Warning: This article contains spoilers for the last episode of This Is Us.
It finally happened: after his season-long battle with cancer, William is dead. Let’s take a moment to process, and let that sink in.
In the season finale, This Is Us didn’t allow the moment to sneak up on us. It was pretty clear from the beginning of the episode to everyone except Randall, that the end was near for William. The entire episode, entitled "Memphis," was a deep dive into William’s life from the time he was in the womb. Ironically, the episode doesn’t depict William’s drug usage, which we know to be a huge part of his life. But in telling the story of so many other parts of his life, This Is Us pulled off something that not many other primetime shows are willing to do: they humanized people with drug addictions.
During an emotional Facebook Live video, Sterling K. Brown applauded the show’s producers, writers, and NBC for telling the story of an addict, “someone who is routinely ignored and relegated to the fringes of society.” And he’s right. In real life and on television addicts are too often used as props to represent the desperate conditions that some other character has to overcome. Rarely are they allowed a full human treatment in the way that William was.
The death of William’s mother causes him to turn to heroin in his grief. It is a substance that had been readily available to him when he was in a Memphis band. It was also the drug that fueled his relationship with Randall’s biological mother, Laurell.

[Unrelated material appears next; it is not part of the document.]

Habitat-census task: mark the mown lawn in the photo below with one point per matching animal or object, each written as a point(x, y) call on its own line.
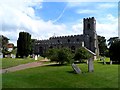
point(9, 62)
point(104, 76)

It was what caused him to leave Randall at a fire station. On the flip side, as the child of a once-addicted parent, I recognized William's humility and fierce independence as a result of his recovery.
Ultimately, William goes leaves this world with a handful of beautiful memories that he made even in the last 24 hours of his life. There aren’t memories he was afforded because he redeemed himself from a life of using drugs. The tenacity he earned as an addict in recovery that pushed him to take that road trip with Randall in the first place. William was the man he was because of his addiction, not in spite of it.